The inspiration was the over 5 million street vendors in the country, she
adds.
The
venture by real estate and hospitality major Vatika group will see 25 outlets
come up in the NCR in the next six months and over 100 across the metros in
the next one year at an investment of `75-`100 crore. Being a QSR chain, the
challenge was, of course, to make the cooking systems-based. Each recipe was
broken down into simple processes, and kits created so that the meals can be
pre-cooked but finished at the outlet level.
If it
is able to execute this as planned, Nukkadwala has the potential to not just
change the way we look at QSRs in the country but facilitate a rediscovery of
authenticated regional Indian food for even the “non-foodie“ masses.
Club Class
and Indian Food
Indian
cuisine(s) in exciting new formats have been the hottest selling propositions
in the country for the last two years now.The success of restaurants such as
SodaBottleOpenerwalla, Monkey Bar, Farzi Café, The Bombay Canteen and more
has shown how younger audiences have been more than ready to embrace the idea
of food-with-nostalgia repackaged slickly.
The
new-age inventive desi-chic menus are aspirational and attract an audience
that wants some familiarity of flavours but with a twist to make it “cool“
experiential dining. That even coffee shops and QSR chains want to be part of
this market points to the fact that a new renaissance of Indian food is what
we are perhaps living through.There seems to be now a democratisation of the
“authentication“ culture. Far from being “lost“, traditional Indian dishes
are being put on the map. So if the Kutchi dabeli is a little more sour,
minus the sweet chutney of Mumbai immigrant-cooking, that is exactly how
Nukkadwala is determined to dish it out -in Gurgaon too.
Similarly,
at Marut Sikka's new restaurant the Delhi Club House (DCH), you see very high
levels of detailing and authentication.

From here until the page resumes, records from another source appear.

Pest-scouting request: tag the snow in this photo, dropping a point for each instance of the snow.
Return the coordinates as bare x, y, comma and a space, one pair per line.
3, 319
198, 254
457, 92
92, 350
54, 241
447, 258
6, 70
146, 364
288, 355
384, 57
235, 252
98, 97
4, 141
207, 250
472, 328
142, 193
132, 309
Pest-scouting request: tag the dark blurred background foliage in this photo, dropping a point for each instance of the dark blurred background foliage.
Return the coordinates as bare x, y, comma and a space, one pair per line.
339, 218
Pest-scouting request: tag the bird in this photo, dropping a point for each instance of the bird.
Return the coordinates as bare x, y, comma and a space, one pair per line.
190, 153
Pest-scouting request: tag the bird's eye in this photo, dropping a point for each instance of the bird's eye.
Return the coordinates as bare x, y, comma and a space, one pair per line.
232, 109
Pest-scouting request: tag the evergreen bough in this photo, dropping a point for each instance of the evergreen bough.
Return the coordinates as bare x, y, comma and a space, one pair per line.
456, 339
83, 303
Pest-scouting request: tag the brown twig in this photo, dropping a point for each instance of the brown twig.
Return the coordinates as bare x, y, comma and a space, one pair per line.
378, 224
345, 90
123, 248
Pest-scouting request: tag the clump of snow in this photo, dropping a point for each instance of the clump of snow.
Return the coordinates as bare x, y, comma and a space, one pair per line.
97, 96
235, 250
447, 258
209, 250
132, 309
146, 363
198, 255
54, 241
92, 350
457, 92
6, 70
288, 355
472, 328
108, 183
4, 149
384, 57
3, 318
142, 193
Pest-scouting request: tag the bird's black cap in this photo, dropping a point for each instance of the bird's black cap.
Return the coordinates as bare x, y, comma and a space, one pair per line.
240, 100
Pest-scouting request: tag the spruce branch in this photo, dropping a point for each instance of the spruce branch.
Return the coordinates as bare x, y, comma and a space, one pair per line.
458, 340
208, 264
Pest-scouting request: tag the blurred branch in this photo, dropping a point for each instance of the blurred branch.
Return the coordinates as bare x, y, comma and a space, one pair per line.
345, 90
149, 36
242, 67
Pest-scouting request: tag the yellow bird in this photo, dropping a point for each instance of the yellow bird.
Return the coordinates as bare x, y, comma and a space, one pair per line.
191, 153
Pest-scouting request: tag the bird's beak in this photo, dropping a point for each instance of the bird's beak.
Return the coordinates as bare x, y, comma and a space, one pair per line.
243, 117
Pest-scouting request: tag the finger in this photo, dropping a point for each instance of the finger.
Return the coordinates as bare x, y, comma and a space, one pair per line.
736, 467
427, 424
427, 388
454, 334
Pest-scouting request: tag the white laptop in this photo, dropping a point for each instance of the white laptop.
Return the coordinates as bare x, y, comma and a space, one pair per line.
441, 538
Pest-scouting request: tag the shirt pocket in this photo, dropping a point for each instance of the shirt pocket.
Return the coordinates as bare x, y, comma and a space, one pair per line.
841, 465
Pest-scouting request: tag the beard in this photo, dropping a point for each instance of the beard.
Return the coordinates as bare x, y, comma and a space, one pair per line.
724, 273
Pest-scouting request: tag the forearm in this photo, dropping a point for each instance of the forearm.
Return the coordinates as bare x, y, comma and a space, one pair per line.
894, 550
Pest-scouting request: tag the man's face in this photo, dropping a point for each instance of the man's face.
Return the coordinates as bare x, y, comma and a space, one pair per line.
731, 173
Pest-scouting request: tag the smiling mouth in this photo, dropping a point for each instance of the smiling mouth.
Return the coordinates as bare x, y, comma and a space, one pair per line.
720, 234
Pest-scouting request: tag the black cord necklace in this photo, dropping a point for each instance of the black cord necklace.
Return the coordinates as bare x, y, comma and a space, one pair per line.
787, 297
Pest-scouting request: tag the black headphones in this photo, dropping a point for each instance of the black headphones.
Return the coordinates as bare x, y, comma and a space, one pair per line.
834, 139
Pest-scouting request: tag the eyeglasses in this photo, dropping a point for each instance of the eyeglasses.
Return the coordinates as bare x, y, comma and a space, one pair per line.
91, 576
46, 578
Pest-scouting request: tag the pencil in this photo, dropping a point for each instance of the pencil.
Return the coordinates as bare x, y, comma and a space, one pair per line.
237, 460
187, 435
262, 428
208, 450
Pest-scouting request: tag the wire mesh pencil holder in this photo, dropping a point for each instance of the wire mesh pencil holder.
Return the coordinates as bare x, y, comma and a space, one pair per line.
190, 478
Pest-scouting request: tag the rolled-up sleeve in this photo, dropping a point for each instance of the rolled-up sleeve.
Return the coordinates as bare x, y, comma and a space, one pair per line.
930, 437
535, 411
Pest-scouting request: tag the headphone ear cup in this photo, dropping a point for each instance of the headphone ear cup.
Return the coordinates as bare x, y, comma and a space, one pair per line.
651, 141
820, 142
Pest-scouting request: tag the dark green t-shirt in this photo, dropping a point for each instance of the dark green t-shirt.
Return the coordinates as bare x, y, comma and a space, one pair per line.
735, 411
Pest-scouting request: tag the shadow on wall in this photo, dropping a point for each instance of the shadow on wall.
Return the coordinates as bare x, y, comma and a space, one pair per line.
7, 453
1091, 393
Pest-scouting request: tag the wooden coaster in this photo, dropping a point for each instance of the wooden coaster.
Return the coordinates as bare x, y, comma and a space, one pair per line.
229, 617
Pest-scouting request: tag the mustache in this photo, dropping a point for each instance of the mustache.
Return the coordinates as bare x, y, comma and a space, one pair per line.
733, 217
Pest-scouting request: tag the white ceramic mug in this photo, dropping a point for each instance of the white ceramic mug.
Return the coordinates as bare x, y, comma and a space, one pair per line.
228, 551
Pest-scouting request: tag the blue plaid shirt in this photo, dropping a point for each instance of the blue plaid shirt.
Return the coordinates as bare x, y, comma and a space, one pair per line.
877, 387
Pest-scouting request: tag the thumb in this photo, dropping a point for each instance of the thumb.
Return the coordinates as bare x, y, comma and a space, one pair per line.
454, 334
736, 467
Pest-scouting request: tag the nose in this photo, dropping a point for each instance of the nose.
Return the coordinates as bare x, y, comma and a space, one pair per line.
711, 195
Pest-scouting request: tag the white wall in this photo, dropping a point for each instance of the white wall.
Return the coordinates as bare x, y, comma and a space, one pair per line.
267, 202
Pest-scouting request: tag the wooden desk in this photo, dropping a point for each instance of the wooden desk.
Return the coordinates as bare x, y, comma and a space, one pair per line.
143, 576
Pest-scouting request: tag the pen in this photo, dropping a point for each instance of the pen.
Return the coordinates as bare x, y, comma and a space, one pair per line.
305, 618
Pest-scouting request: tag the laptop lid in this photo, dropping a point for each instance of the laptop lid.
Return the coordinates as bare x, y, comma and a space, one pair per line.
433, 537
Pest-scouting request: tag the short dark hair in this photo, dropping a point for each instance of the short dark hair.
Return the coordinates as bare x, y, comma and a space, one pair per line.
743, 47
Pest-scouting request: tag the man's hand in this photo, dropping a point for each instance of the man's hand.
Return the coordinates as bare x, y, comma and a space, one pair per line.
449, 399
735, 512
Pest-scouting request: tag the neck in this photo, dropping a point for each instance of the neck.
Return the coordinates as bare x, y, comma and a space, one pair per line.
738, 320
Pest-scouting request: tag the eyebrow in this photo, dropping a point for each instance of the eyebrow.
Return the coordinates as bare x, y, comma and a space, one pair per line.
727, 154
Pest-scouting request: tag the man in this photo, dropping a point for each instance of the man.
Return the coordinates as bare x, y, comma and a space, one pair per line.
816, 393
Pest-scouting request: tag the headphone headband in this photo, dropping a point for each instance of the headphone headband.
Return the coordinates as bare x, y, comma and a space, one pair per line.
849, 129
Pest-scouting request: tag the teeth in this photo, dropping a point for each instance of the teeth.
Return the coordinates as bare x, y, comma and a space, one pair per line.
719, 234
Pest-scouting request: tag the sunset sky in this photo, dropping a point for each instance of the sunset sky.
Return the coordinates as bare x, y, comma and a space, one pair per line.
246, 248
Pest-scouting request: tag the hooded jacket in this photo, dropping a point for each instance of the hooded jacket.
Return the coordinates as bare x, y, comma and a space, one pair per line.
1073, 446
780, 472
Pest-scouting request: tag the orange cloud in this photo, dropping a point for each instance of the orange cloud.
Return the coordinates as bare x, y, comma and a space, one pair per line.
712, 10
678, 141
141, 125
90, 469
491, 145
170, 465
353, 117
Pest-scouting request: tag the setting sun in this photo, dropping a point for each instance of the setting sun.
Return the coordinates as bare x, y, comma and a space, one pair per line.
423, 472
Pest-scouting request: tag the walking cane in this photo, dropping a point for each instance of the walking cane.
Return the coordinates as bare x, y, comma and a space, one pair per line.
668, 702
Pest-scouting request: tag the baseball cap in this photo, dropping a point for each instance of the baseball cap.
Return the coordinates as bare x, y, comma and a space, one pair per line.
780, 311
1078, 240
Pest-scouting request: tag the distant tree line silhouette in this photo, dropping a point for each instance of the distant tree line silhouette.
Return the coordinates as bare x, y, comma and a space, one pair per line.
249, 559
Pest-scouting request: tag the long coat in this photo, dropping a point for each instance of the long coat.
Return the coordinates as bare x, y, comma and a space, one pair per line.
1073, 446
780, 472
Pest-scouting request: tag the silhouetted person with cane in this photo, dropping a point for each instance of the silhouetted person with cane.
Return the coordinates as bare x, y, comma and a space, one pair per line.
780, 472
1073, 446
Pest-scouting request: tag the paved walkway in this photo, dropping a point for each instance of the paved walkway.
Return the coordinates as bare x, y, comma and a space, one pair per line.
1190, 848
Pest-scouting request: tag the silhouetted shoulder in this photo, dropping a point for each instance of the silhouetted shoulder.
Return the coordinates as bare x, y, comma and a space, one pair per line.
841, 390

To recreate some of the best-loved
club classics from across the country, Sikka not only called in old cooks to
demonstrate their way of cooking a dish, but is flying down ingredients from
smaller towns to get the taste bang on.
Ghee
for the softest idlis you can possibly get in a restaurant in India, for
instance, is from Madurai, chilli sauce accompanying the momos is from
Kolkata, to remind us of the exact taste of “Cal-Chinese“, while the shami
kebab, inspired by the Secunderabad Club, come stuffed with mint and onions,
exactly like their Hyderabadi versions.
“The
idea is to have easy comfort food but the best possible version of that,“
says Sikka.“There is a lot of nostalgia for club food though many younger
people have never even eaten this kind of food,“ he points out.
Housed
in a mall (the Sangam Courtyard in Delhi), priced super competitively -at
around `300 per dish -the audience for DCH is undoubtedly Gen Y, which may
not have been to the fraying Raj-era clubs but will nevertheless walk in for
perceived nostalgia as well as the “newness“ of the experience.
Enter the
“Indian“ Bar
If a
reworking of nostalgia is one way to go, at the other end of the spectrum are
chefs playing with cutting-edge international techniques. Farzi Café, when it
launched last year, did that with its smashed up, nitrogen-infused bhel and
so on. Now, chef Sujan Sarkar is using classic French and Japanese techniques
to cook quintessentially Indian flavours. Ek Bar, restaurateur AD Singh's
venture in partnership with Sarkar, is the hottest new opening in the space
this month. Pegged as the only “Indian cocktail bar“, Ek Bar is quirky both
in the way it looks and in its food and drink. An installation of moonghpali
cones, kitschy memorabilia, artisanal cocktails, including those dispensed
out of tea cups (the punch, which has both Indian and tea plantation origins
comes as such) and food created with modern techniques but known Indian
flavours come together here.
There's
charred besani roti instead of lavash, prawn sausage is done in-house as are
murraba dips, and one of the most interesting bar snacks is the Raj-era
scotch eggs with a chorizo coating. It is a contemporary language the food
speaks despite its Indianness.
“For
years, when we ran Olive, I thought I didn't really know Indian food well
enough, so I would not open an Indian restaurant. But then things began to
change a few years ago.And now, we are increasingly seeing a market where you
can't go wrong with Indian food in India,“ says AD Singh.
Singh
had started Soul Fry in Mumbai almost two decades ago, perhaps ahead of its
time, though the restaurant still exists. It offers coastal food in a global
café setting, a formula that seems to have clicked with such success only
more recently.
With
Monkey Bar (in partnership with chef Manu Chandra and Chetan Rampal) and
SodaBottleOpenerwalla, Olive Bar and Restaurants, the parent company, for
years perceived as offering “international“ dining to metro diners, is now
firmly on the “In dian“ route to restaurateuring success.
“When
people are in a bar environ, they tend to experiment more with their food
choices as well“, says Singh. It is an interesting insight and one of the
reasons perhaps that the company seems focussed on the bar experience even
while offering quality food.That most of this creativity should be in Indian
formats is telling of the market dynamics.
Indian
Abroad; NRI at Home
At
Monkey Bar in the Mumbai suburb of Bandra, which was launched earlier this
year, almost half of the menu is now desi, inspired by regional dishes.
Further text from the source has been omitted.